Discussion forum for David Beazley

Creating Pipelines of Tasks


#1

I want to create a pipeline of tasks. I’m not sure my terminology is quite right, so here’s an example:

I receive a stack of purchase orders. Each purchase order contains 0 to 5 line items. The handwriting on these purchase orders is pretty bad, so it takes between 0 and 10 seconds to figure out how many line items there are.

Once I know how many items there are, I need to go and fetch each item from the shelves, which again takes between 0 and 10 seconds.

In principle this can extend, with each “fetched item” requiring more work to be done.

Enough with the example! Here’s my code implementing this set of tasks:

import random

import curio


async def read_purchase_order(order_id):
    units = random.randint(0, 5)
    await curio.sleep(random.randrange(0, 10))
    print(f'order {order_id} has {units} items')
    return order_id, units


async def fetch_item_for_order(order_id):
    await curio.sleep(random.randrange(0, 10))
    print(f'found an item from order {order_id}')


async def main():
    order_ids = range(4)
    async with curio.TaskGroup() as read_group:
        for i in order_ids:
            await read_group.spawn(read_purchase_order(i))

        async with curio.TaskGroup() as fetch_group:
            async for task in read_group:
                order_id = task.result[0]
                for _ in range(task.result[1]):
                    await fetch_group.spawn(fetch_item_for_order(order_id))

    await fetch_group.join()
    print('all items fetched...coffee break time!')

if __name__ == '__main__':
    curio.run(main)

So here’s my question: is this the right way to approach this problem? My instinct is no…if the second step produces more work, etc., etc. I’d end up with deeper and deeper nesting of async for task in some_task_group

(Just for context, the actual problem I’m working on involves taking a list of RSS feeds, fetching them, parsing them, and then fetching and parsing each item in each feed. I like my harried shipping manager example a bit better though :slight_smile: )


#2

For pipelines, I have always had a fondness for using generators. For example, using techniques as described “Generator Tricks for Systems Programmers” (https://speakerdeck.com/dabeaz/generator-tricks-for-systems-programmers). With Python 3.6, you can now write “async generators” and set up pipelines in much the same manner. So, I might be inclined to investigate that.

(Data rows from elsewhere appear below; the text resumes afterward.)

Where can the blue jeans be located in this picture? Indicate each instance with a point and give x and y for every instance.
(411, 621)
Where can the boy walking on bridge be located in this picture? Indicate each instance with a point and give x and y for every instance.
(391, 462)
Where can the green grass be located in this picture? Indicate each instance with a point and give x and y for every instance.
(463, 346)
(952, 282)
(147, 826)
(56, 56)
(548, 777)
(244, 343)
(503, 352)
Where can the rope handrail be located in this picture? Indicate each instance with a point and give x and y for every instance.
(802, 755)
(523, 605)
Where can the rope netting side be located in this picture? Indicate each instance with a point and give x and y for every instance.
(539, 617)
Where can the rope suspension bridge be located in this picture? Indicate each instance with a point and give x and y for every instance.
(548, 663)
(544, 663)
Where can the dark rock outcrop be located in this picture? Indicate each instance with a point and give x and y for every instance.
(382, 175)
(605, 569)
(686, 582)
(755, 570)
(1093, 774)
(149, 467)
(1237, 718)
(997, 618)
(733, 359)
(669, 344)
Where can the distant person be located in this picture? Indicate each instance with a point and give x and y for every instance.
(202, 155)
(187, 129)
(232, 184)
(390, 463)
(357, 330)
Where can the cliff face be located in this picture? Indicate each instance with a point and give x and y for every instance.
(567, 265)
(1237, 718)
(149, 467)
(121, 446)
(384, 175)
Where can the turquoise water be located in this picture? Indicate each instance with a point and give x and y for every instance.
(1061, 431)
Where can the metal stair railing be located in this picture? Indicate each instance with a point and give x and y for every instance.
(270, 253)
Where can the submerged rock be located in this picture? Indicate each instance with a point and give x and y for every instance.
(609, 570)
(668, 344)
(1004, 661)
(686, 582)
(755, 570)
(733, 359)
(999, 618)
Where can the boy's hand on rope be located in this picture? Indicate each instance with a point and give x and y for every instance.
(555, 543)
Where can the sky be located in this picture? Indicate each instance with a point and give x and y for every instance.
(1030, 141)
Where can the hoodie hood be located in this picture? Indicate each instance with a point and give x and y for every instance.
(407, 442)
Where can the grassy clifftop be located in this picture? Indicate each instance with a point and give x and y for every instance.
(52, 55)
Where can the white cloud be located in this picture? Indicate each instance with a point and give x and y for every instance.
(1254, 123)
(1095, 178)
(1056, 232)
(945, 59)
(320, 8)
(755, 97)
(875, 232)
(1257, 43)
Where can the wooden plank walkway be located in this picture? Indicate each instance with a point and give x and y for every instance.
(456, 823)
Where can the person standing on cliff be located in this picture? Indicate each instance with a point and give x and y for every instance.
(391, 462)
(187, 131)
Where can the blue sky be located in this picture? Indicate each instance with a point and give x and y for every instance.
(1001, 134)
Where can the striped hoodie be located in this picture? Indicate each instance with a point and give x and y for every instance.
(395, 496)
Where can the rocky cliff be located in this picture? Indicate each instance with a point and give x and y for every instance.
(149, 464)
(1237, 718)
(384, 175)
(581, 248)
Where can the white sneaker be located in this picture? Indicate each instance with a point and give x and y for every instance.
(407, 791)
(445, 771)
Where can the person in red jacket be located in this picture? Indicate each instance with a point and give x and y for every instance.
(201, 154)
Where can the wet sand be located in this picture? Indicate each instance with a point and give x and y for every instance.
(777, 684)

Your example above is kind of interesting though. If I understand it correctly, you throw a bunch of work out to a task group and then take the results from that (as they come back) and put them into another task group. I honestly can’t say if that’s the “right way” to do this or not. I kind of wonder if this idea could be generalized somehow. Hmmm.


#3

Thanks for the response! I’ll take a look at that presentation tomorrow, hopefully.

Your understanding is correct. The solution I evolved my way into looks like this:

async def main():
    order_ids = range(4)

    readers = curio.TaskGroup(name='readers')
    fetchers = curio.TaskGroup(name='fetchers')

    for i in order_ids:
        await readers.spawn(read_purchase_order, i)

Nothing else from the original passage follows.